In the wake of the Arab Spring in 2011, the King instituted constitutional reforms in response to demands for more citizen-centered governance. The task now is implementation. IRI is thus on the ground, helping Morocco put into practice reforms that empower local government to tackle the development needs of their own communities.

This is an excellent opportunity as local government bodies now have an increased autonomy to engage citizens and create well-informed policies. On a wider scale, responsive governance has shown to build more stable societies that are less vulnerable to extremism. This is no easy task, however, and the process to expand the powers of local government and promote inclusive politics needs substantial support to succeed.

The key to success here, IRI believes, is to support both current and future leaders, particularly those underrepresented in politics – such as women and youth. One way IRI is doing so is through an internship program IRI launched earlier this year. Through the program, IRI placed four female college graduates – Hanane, Mariam A., Asma and Mariam S. – at the regional council of Guelmim-Oued Noun, an underdeveloped region in southern Morocco.

Supporting Current and Future Leaders

During the three-month internship, IRI provided monthly technical trainings, civic education and mentorship to the interns so that they could, in turn, better understand how government should work and provide administrative support to the council’s female elected officials.

Training topics ran the gamut from how to write clear emails, memos and reports to how to consider the differential impact decision-making may have on various segments of the population. The regional council’s vice president, Mohamed, shared that “the training topics were very important for a councilor’s work.” Armed with these practical skills and knowledge, he further noted, “the interns were hard workers and ready to help with anything [the councilors] needed.”

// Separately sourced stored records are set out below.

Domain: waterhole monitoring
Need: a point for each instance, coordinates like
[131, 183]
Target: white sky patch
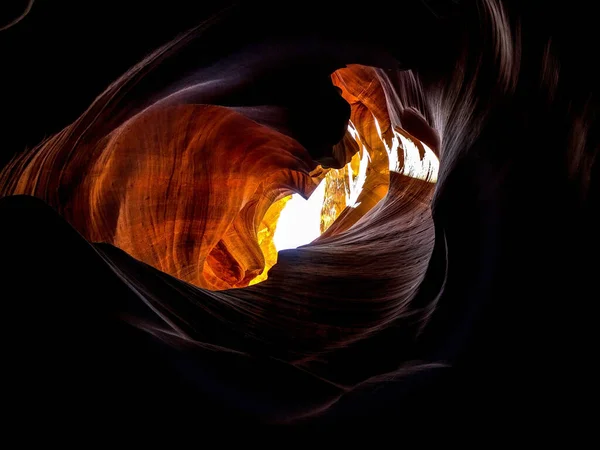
[300, 220]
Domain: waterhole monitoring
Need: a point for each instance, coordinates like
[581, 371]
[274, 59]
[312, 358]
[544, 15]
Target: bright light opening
[300, 220]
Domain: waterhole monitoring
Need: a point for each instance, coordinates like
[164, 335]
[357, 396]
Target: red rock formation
[185, 188]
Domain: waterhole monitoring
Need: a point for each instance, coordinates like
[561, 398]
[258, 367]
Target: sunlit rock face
[196, 191]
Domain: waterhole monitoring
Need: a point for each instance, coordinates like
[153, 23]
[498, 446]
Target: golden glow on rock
[266, 234]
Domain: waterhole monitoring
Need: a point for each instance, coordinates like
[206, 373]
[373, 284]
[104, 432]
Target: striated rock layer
[186, 188]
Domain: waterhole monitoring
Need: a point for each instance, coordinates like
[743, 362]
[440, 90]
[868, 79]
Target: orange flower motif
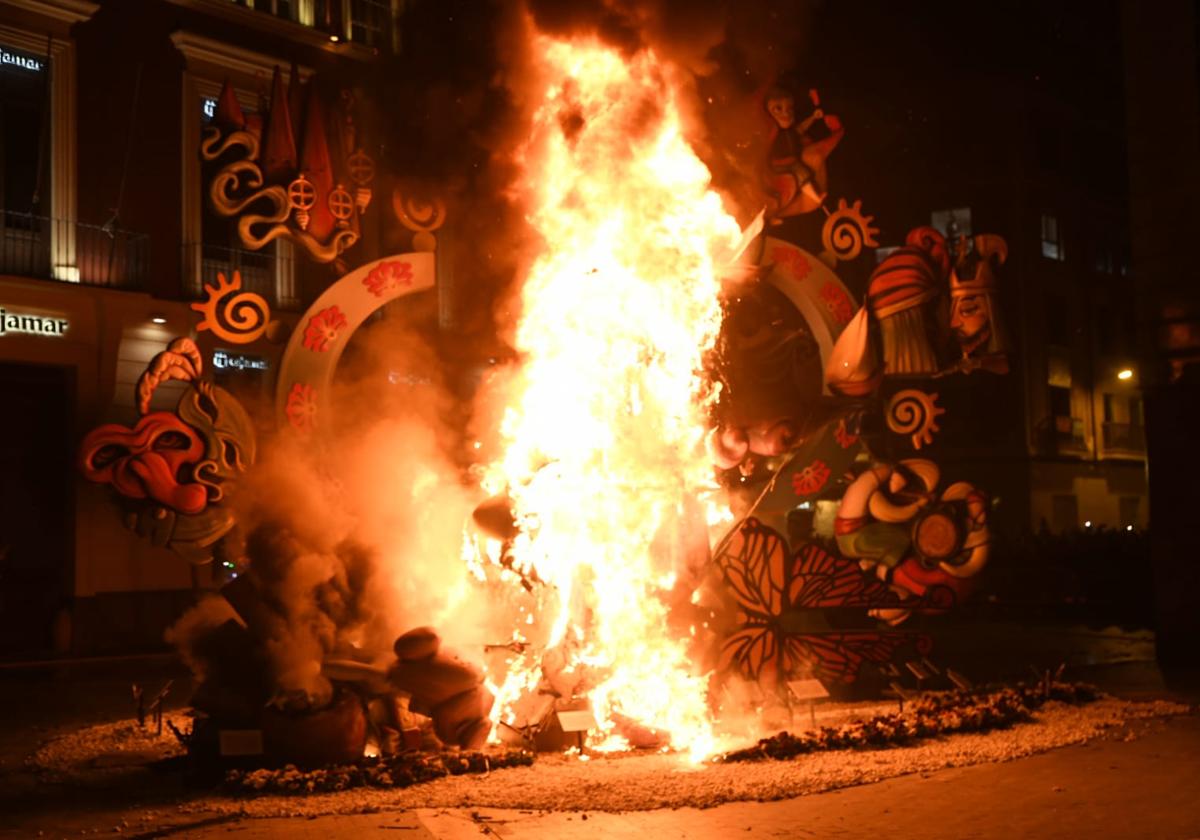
[838, 301]
[301, 407]
[843, 436]
[810, 479]
[388, 276]
[323, 329]
[793, 261]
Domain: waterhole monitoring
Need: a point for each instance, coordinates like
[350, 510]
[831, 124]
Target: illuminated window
[1051, 241]
[959, 217]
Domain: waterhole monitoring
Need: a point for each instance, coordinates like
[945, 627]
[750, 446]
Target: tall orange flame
[603, 433]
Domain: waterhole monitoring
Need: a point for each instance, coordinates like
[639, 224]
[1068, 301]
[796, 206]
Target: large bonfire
[601, 438]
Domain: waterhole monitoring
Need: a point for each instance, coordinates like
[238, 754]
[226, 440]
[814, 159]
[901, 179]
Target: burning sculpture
[683, 393]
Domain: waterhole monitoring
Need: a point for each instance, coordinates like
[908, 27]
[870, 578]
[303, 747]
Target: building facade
[105, 241]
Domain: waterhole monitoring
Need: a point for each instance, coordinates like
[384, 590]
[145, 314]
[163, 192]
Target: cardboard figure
[903, 291]
[797, 161]
[443, 688]
[975, 317]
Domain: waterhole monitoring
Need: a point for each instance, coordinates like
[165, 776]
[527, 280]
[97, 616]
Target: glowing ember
[603, 435]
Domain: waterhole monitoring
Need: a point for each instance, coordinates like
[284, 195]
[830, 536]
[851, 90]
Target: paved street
[1143, 787]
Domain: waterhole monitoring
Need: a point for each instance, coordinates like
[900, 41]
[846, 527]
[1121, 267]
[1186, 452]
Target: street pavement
[1145, 786]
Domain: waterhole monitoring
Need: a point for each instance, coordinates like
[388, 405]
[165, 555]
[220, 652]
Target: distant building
[105, 234]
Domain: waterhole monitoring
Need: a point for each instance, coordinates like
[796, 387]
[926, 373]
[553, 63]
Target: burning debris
[397, 771]
[930, 715]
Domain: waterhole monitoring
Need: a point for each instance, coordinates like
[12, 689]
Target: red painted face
[147, 461]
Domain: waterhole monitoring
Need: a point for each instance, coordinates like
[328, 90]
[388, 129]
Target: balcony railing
[58, 249]
[269, 273]
[1127, 436]
[1063, 435]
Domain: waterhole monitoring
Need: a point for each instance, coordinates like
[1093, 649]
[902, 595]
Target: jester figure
[796, 161]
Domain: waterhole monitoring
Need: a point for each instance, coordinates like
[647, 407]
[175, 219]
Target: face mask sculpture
[171, 469]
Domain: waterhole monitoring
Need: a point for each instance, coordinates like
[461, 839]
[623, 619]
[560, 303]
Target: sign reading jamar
[23, 322]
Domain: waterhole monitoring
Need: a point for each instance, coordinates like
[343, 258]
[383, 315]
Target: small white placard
[808, 689]
[576, 721]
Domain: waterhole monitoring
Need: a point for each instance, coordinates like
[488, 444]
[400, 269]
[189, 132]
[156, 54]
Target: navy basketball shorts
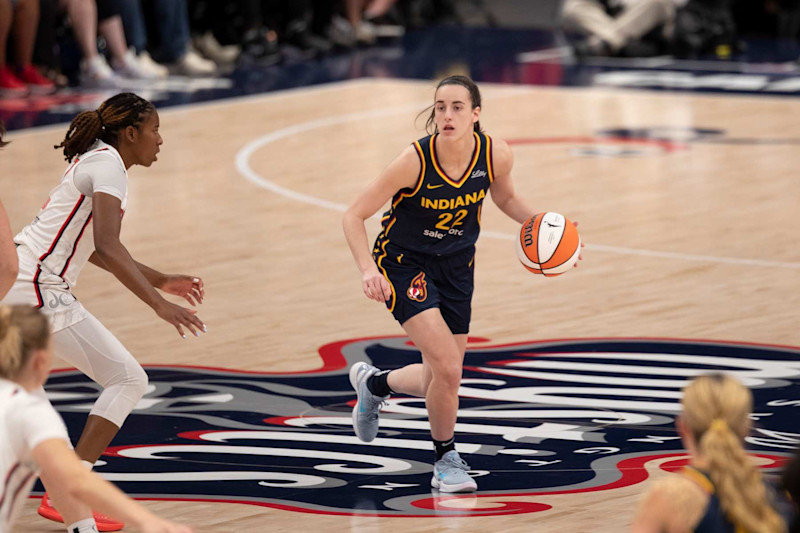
[423, 281]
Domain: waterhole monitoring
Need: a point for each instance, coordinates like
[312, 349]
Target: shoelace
[459, 463]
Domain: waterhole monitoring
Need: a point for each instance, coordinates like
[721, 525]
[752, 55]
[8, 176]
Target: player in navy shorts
[423, 262]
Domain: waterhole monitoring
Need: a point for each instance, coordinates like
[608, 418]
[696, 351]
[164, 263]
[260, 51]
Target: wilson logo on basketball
[535, 419]
[418, 290]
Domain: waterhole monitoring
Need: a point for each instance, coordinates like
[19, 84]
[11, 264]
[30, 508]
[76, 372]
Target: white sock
[86, 525]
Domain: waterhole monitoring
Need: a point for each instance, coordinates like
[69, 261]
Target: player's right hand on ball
[180, 317]
[375, 286]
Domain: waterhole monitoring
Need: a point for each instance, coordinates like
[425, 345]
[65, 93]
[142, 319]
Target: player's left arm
[502, 188]
[190, 288]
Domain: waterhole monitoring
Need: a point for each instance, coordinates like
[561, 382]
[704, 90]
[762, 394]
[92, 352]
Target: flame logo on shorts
[418, 290]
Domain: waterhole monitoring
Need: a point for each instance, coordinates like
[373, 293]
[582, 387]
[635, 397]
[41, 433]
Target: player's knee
[136, 382]
[448, 375]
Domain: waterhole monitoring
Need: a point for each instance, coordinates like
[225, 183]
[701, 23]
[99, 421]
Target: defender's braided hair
[113, 116]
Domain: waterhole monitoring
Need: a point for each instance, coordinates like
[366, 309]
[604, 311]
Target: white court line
[243, 166]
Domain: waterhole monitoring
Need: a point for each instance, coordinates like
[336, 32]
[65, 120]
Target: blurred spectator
[20, 18]
[9, 265]
[616, 27]
[705, 27]
[136, 34]
[237, 25]
[721, 489]
[169, 39]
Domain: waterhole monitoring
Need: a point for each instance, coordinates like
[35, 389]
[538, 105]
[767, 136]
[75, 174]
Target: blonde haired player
[81, 222]
[33, 439]
[721, 490]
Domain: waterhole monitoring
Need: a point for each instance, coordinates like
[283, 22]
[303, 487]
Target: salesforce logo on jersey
[539, 418]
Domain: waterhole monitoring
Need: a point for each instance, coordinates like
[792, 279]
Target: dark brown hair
[474, 95]
[105, 123]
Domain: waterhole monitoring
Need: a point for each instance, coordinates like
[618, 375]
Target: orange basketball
[548, 244]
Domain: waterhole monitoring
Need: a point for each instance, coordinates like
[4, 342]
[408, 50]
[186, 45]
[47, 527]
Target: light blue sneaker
[450, 474]
[368, 406]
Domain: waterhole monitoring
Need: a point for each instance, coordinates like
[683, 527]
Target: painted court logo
[539, 418]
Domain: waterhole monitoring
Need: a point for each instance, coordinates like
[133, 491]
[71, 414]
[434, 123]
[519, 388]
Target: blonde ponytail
[716, 409]
[23, 329]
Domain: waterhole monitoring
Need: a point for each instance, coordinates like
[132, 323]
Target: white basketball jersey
[25, 422]
[61, 234]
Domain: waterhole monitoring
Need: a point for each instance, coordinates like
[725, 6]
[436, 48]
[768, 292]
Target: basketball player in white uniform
[80, 222]
[33, 438]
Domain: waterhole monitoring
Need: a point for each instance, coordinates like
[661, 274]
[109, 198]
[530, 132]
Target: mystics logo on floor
[539, 418]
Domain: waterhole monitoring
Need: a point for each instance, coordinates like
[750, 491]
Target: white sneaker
[96, 73]
[132, 67]
[146, 63]
[192, 64]
[208, 45]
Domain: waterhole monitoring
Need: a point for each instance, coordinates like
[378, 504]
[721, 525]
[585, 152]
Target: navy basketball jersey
[714, 519]
[441, 214]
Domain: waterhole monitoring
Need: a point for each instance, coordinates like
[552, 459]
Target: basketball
[548, 244]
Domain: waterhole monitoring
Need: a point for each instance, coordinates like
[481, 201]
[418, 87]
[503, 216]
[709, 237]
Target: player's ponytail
[104, 123]
[716, 409]
[23, 329]
[474, 95]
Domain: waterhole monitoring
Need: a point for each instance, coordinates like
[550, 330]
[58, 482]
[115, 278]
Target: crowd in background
[681, 28]
[48, 44]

At the launch of the program, the four interns had little to no political background or experience; IRI selected them due to their high level of motivation and commitment to the program. Though IRI developed this internship opportunity with an eye towards supporting female councilors, the impact on the four young interns has been particularly significant.

A Window into Government

 During the internship, the interns had the unique opportunity to view the day-to-day workings of local government. Interns saw both the opportunity and challenges that women in politics face – even once they have been elected to public office. For example, the interns came face-to-face with the persistent problem of male councilors not valuing female councilors’ presence or opinion, demonstrating the lingering gap between the 2011 constitution’s calls to increase women’s substantive engagement in politics and the extent to which such reforms have actually been put into practice – particularly in more remote areas of Morocco. Asma, for instance, expressed her concern that female councilors are “controlled by men, just like an object.”

Confronting Obstacles

Faced with these challenges, the interns also gained practical experience in working around obstacles. As female councilors, for instance, had limited access to council proceedings, the interns had to adapt to the situation and ensure that the councilors they supported were well situated to respond to pressing needs. Through interactions with the councilors, the program showed Hanane, for instance, that women don’t attend council sessions due to factors “other than simple motivation.” Despite all of this, Hanane told IRI that the program taught the group a “spirit of initiative.” She and the other interns demonstrated their willingness to use this skill by developing a qualitative needs assessment survey and traveling to each of the councilors’ homes to learn more about skills they lack and difficulties of being a counselor.

Overcoming Division

Another major takeaway from the internship, according to Hanane, was an understanding that women must support one another rather than succumb to inter-party divisions in order to advocate effectively for their constituents’ needs and priorities. She suggested that a regional network, similar to IRI’s Women’s Support Network, specifically focused on increasing women’s representation in elected bodies, would alleviate the difficulty of being a female elected official in Morocco. Through continued support for women elected to subnational bodies across Morocco, IRI is working to ensure that women who are interested in politics have the confidence, skills and opportunity to play an active role in Moroccan politics.